This week’s post about bookplates owes much to the research James Fishwick undertook when he was cataloguing the main library at Kedleston for the National Trust a few years ago. My own interest developed out of research into Kedleston’s library in its wider architectural context, as part of my MSc dissertation.Nathaniel Curzon (1726-1804) inherited the ancestral seat at Kedleston in 1758 and immediately set about improving it. This basically involved wiping away the ‘old’ (i.e. out of fashion) Queen Anne red brick house and Charles Bridgeman designed gardens.

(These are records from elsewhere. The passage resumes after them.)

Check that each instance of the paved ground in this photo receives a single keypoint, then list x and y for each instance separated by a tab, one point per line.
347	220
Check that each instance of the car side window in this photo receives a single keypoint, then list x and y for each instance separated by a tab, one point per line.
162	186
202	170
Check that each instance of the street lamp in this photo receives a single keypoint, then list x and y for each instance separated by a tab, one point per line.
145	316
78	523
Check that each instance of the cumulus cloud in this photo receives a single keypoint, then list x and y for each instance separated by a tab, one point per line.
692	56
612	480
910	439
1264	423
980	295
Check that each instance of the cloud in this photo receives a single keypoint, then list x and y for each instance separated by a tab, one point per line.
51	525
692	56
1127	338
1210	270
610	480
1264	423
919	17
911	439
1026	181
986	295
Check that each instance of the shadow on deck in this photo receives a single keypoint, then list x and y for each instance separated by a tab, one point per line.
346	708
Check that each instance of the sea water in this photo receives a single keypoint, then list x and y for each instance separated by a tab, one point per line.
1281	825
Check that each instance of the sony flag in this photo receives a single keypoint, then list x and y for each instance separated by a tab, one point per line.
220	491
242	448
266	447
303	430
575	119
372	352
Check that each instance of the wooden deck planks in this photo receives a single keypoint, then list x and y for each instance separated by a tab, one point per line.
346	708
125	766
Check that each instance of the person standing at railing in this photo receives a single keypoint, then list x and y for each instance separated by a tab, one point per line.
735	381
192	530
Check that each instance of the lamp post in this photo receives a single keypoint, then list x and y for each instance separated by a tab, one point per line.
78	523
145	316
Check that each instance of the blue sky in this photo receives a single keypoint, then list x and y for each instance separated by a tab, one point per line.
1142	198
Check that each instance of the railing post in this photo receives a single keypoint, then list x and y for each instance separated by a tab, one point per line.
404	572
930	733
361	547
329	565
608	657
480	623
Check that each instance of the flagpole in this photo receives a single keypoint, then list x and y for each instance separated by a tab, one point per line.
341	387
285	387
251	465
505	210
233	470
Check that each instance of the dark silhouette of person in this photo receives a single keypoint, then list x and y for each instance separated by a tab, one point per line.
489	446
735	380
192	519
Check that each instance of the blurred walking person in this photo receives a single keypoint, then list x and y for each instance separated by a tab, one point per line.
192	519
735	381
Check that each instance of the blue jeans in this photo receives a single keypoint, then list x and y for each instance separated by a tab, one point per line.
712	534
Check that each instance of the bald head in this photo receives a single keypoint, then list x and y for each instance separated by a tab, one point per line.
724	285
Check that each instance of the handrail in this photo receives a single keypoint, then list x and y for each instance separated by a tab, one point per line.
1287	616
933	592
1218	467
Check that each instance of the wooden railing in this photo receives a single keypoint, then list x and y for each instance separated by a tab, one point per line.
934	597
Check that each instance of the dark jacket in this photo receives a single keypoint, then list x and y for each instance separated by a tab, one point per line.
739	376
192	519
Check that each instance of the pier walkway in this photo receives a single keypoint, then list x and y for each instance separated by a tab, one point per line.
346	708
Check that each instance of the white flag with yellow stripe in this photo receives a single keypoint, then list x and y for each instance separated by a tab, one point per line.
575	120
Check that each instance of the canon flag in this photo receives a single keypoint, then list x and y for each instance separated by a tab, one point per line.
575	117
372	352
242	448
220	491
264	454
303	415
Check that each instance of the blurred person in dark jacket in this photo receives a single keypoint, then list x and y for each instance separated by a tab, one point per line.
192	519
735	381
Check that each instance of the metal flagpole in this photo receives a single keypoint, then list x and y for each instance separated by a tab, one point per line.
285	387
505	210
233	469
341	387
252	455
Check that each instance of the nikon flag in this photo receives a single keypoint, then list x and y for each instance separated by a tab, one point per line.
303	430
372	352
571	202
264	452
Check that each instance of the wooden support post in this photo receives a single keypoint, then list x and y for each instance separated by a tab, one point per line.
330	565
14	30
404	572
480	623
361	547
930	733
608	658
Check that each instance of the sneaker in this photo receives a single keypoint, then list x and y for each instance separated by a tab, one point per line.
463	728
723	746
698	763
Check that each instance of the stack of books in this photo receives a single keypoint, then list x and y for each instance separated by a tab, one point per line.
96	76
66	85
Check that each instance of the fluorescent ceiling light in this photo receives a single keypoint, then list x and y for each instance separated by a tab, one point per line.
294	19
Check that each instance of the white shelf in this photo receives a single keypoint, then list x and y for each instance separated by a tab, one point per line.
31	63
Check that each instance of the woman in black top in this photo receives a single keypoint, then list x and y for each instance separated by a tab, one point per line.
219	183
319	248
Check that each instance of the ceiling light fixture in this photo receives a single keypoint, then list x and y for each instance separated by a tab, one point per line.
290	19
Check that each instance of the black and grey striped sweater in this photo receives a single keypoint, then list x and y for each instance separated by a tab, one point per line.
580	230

An ambitious young man, he’d married Caroline Colyear (1730-1812), eldest daughter of Charles, 2nd Earl of Portmore, in 1750. Surviving records show that he was already contemplating the future of Kedleston in the final years of his father’s life. Only a month after Nathaniel Curzon Senior’s death in November 1758, the younger Nathaniel employed Robert Adam, initially to design the grounds and built features. By early 1760, Adam also had sole responsibility over the design of the mansion.
The idea behind Kedleston
The interesting aspect of this bookplate is that it fits with the wider picture Curzon hoped to convey to his guests and visitors. To what extent he had a hand in producing the vision for Kedleston or whether it was mostly Robert Adam’s, we don’t really know. However, even today we can see that everything was designed to be a part of the whole. From the intricate doorplates to the triumphal arch incorporated in the south front, and from the first meters into the old park to the sweeping views across the Backgrounds towards the mansion, Kedleston was created to celebrate the achievements and longevity of the family.
During the building project at Kedleston, Curzon was elevated to the peerage as Baron Scarsdale in April 1761. His social rise and claim to good taste is celebrated all around. One of the full-length paintings of himself and Caroline shows him on the threshold of a classical temple, entering from an Arcadian landscape. Moreover, the motto on the south front (N. Baron Scarsdale for my friends and myself) isn’t just a statement of hospitality, but signals his new status as one of the country’s elite. There are interesting parallels with the similar sentiments expressed by the likes of Jean Grolier on his book bindings.
The armorial design on the bookplate is echoed in both the furniture and the architecture, such as on this fireplace in the Marble Hall.
There are four different bookplates dated to after 1761 (Franks 7703, 7704 and 7705). The latter, designed by Peter Mazell (active between 1761 and 1797), exists in two states, which can only really be differentiated by the lettering of the motto and the shading around ‘SUAVITER’. The former two are signed by John Strongitharm (active between 1780 and 1839). James Fishwick created an initial finding aid to the bookplates, but more detailed work could be done perhaps to match the plates to the age of the books in which they are found and their occurence in the 1764 library catalogue.
All bookplates have the same basic design of the Curzon arms impaling Colyear under a baron’s coronet, with Prudence and Liberality (or perhaps Fortune) as supporters. Underneath is the motto ‘Recte et Suaviter’ (‘Properly and Pleasantly’).